Where does personal, expressive writing fit with our college and career requirements for deeper and deeper analysis of real world problems?

Portrait of a young writer

I dictated that question to myself driving to work the other morning.  Students I encounter, along with every opportunity to think with teachers about writing instruction, fuel more questions but fewer answers for me.  But blog tonight is to do a think aloud.

This recorded morning thought is maybe more about trying to understand why there is a chasm between “creative” writing and “academic” writing.  Is it an imaginary or real dichotomy as in versus?  Is it similar to our cultural belief that art is merely “creative” while other endeavors, such as science and math are pure and “academic?”  Or maybe just a hardening of the categories?

Several weeks ago, visiting author and teacher Tom Romano,(Fearless Writing) said to a group of us at SJAWP:

Teachers feel great pressure.  They’re conscientious.  This thing about academic writing…It is that.  My article in English Journal is academic: It’s in a peer-reviewed journal. We have a skewed notion of what ‘academic’ means.

Romano EJ May 18

I’d like more college teachers and professional writers to help public school teachers understand what academic means.

In my little world, if I move students to write more personally and help them loosen up to be more expressive, that clearly motivates most of them.  I get more writing. Working from their own experiences, they have start-up material then can go research.  Mentors can help them try out moves to improve their writing style.  Comparing their drafts and thinking about various genres and formats they could use, as well as monitoring their goals as a writer, lifts the level of their thinking.  But, should I rather be having them do lots of close reading of a passage and another passage and analyze, and analyze and analyze it, then write a response?  Will that better prepare them for academia or for the writing they need to do in their careers or the “real world.?”  (thought for another blog: what is the real world?  money?  being?  hm…)

Is there valid “school writing” that I ought to be teaching? I missed it. Wasn’t taught in my day.  Is our main concern rightly to prep students to respond to the CAASP  ELA performance task and their other exams? Is that where “academic” comes from?

Is there a plan to get students to deep analytical writing without going through the processes that professional, published authors describe?  Which seem to be deeply personal and creative…

Maybe this is where the voice memo to myself in the car on the way to work came from:

Last week I stumbled on the Harvard Nieman Foundation website LINK   It exists “To promote and elevate the standards of journalism.”  This held me strongly, because I saw the film, “The Post,” which reminded me that basically I believe the reason we need to teach students to think and write well is so that they can tell the truth.  Truth to power even in the face of corruption, which will alway be where there is power.

The rich current articles featured in The Narrative News on the Nieman Story Board amazed me, as did their commentary on “why is this good?” Narrative nonfiction from news writers unpacked thinking and experience on all the current issues.  “Wow,” I thought.  “I’ll bet college teachers would love for their students to write like this.” I was amazed to read, too, that most future newscasts predictably will be video, so composing a video will be a different kind of writing than the rules high school students use to write an analytical essay, won’t they?

Maybe another problem I don’t understand is that some academic writing is academic only.
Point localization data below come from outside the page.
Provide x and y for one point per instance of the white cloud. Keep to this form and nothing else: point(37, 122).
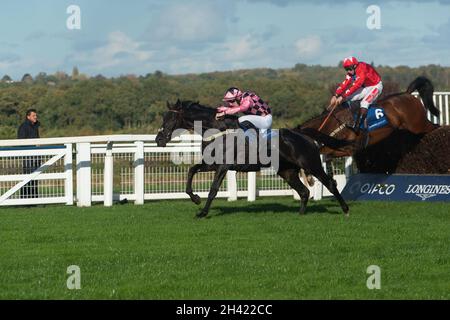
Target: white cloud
point(119, 49)
point(308, 46)
point(242, 48)
point(191, 22)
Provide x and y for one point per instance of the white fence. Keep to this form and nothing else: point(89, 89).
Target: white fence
point(113, 168)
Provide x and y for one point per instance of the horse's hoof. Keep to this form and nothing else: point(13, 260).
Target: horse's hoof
point(196, 199)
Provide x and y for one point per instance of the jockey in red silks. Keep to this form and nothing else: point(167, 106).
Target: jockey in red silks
point(257, 112)
point(362, 83)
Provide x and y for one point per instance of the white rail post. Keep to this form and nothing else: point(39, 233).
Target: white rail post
point(139, 177)
point(84, 174)
point(232, 185)
point(68, 169)
point(108, 176)
point(251, 196)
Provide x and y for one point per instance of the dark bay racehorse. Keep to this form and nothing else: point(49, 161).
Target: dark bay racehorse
point(296, 152)
point(403, 111)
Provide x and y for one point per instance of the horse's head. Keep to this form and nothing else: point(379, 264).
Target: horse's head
point(172, 120)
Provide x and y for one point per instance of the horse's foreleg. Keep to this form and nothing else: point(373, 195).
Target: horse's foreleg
point(192, 171)
point(331, 185)
point(218, 178)
point(291, 177)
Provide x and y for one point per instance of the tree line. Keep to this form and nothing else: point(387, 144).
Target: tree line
point(80, 105)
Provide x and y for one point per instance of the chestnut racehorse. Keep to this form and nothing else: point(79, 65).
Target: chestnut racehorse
point(403, 111)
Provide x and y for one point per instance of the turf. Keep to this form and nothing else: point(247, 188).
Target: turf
point(260, 250)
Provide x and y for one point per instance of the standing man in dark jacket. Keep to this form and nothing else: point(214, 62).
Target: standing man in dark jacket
point(29, 129)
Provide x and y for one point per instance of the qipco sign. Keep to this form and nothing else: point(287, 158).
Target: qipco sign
point(397, 187)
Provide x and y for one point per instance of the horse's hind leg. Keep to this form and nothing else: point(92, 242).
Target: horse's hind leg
point(192, 171)
point(218, 178)
point(291, 177)
point(331, 185)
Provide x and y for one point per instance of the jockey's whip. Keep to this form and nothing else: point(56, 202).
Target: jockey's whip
point(328, 117)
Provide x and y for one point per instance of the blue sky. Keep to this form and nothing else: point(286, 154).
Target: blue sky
point(183, 36)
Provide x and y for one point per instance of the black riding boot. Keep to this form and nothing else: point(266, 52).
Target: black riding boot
point(362, 114)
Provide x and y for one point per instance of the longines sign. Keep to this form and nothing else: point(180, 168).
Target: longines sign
point(398, 187)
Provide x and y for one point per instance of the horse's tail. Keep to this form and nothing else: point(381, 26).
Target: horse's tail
point(324, 139)
point(426, 90)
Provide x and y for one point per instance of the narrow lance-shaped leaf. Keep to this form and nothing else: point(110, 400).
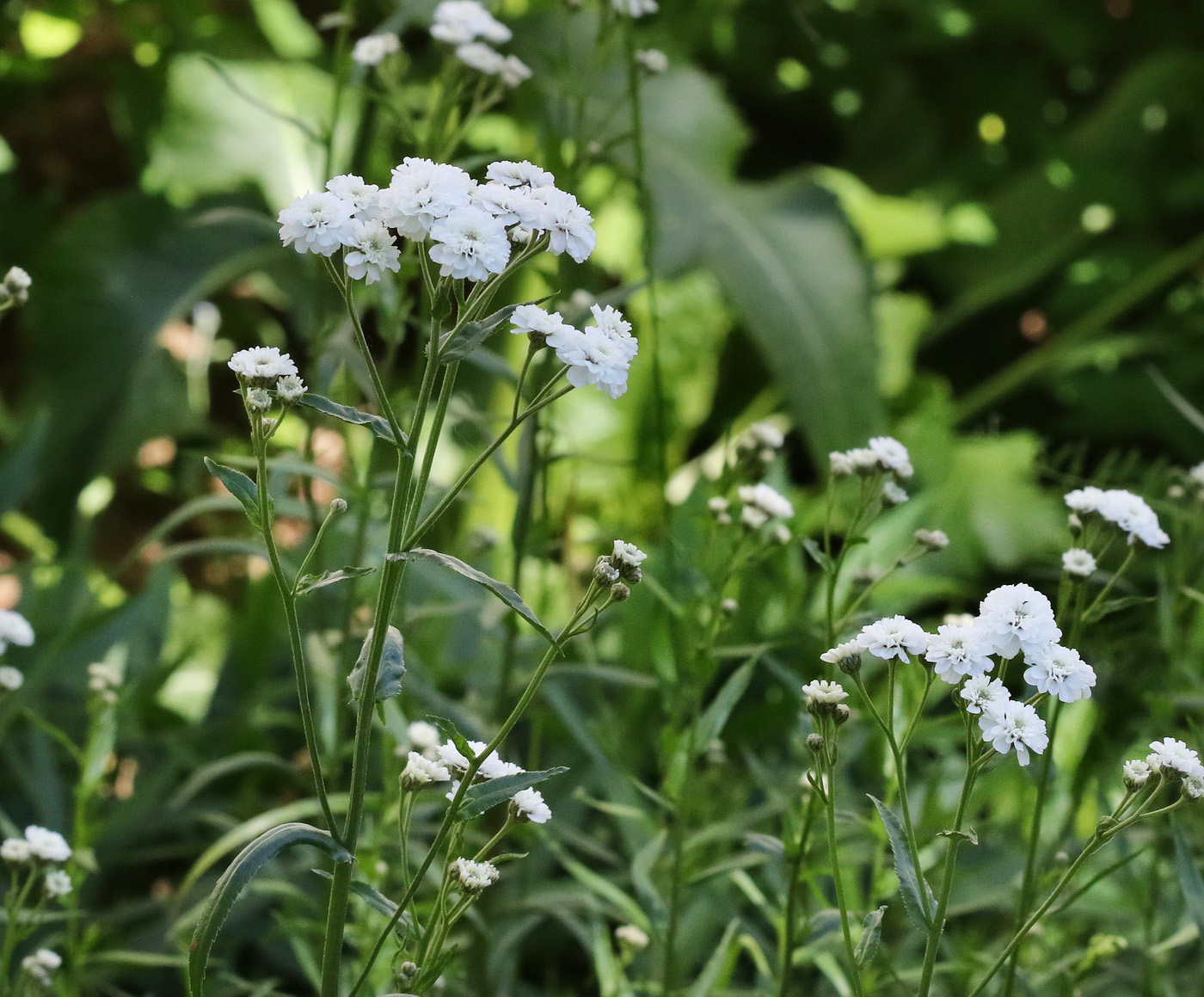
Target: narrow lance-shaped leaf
point(487, 795)
point(244, 866)
point(500, 589)
point(353, 415)
point(911, 882)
Literary criticism for its own sake?  It is deeper and deeper analysis of other people’s literature and, while the thinking and aesthetic exercise contributes to the mind and development of the young writer, does it get close to “real world problems?”  I follow high school teacher blogs, like Moving Writers because they clearly are trying to keep their AP students using “mentors in the wild” — meaning the prolific kinds of digital texts.  I think the main thing is that good writing is about deep thinking.

Why I am infatuated with investigative reporting and the narrative nonfiction I read referenced on the Nieman Story Board?  I suspect it is because I found writing there that begins with personal, up close powerful story – elegantly written with sophisticated thinking and information about the issue the reporter covered.

If nothing else, I want to know how to help students write for the real world.  If they can do that, then I won’t be worried about what they do with a few machine-score performance tasks.  They’ll be more than ready.